The first question is handled in the link I gave you, as for the second, there is no reason to suppose that physiological time in our bodies is any different from the "time" we measure with any other kind of clock.
Our
perception of time, on the other hand, is something that happens in our minds. It's relation to the physical world would, therefore, be a mind-body problem. Nobody has solved that one yet.
But if you mean "why do we remember the past and not the future?"
That can be understood in two stages:
1. remember(!) that we call the stuff we remember "the past"
because we remember it - it's the definition of "the past". (Lets not get bogged down in ideas about historical past and True past events and false memories etc please? You know what I mean - thanks.)
2. our memories are not magic - they must be laid down by some physical process. To be persistent, which they must be to be called "memory", the process must be irreversible. Thus "memory"
must be one way ... irreversible processes go in the direction of increased entropy - therefore, so does our memory of the order of events.
Hawking actually covered this in "A Brief History of Time" quite a while ago and many others have written on it since (and before).We can decrease entropy locally, and that does not result in backwards flowing time.
But you should be careful what you mean by "backwards" and "forwards" in the context of time. These are directions relative to something ... what would time be moving back or forth with respect to?
We see time flowing in the same direction as the increase in total entropy.
When local entropy decreases, it does so against the flow of total entropy change.
If
total entropy were to decrease - would we notice?
For us to notice we'd have to see our clocks turn backwards ... which would mean that our local entropy (in the mechanism that lays down our memories) would be running the opposite way to the total entropy. So which is going backwards, time, or us?

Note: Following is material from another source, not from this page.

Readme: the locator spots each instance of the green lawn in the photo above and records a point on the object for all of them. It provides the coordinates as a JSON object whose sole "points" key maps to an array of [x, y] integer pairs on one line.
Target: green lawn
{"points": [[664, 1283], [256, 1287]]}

Dan Dennet talks about how memory works in his provocative "Consciousness Explained" - his recent TED talks are largely about perception. They will help you here I think.
Inside a black hole there is no reason to suppose time "runs backwards" there either - though that is a whole different kettle of piranhas.
My favorite link for what happens inside a black hole - as near we can make out - is:
http://www.jimhaldenwang.com/black_hole.htm
I think this goes beyond the concepts you are wresting with though.
As the others have said: no. It is a very common misconception that the Big Bang is the Universe exploding into being from some point - see Disney's
Fantasia for a typical illustration.
You should read the link in Phinds' sig.
Note: the ideas you are trying to work through are very big - there is no way anyone can provide complete answers in these forums. That is why we give you links and pointers for further reading. Do go read them.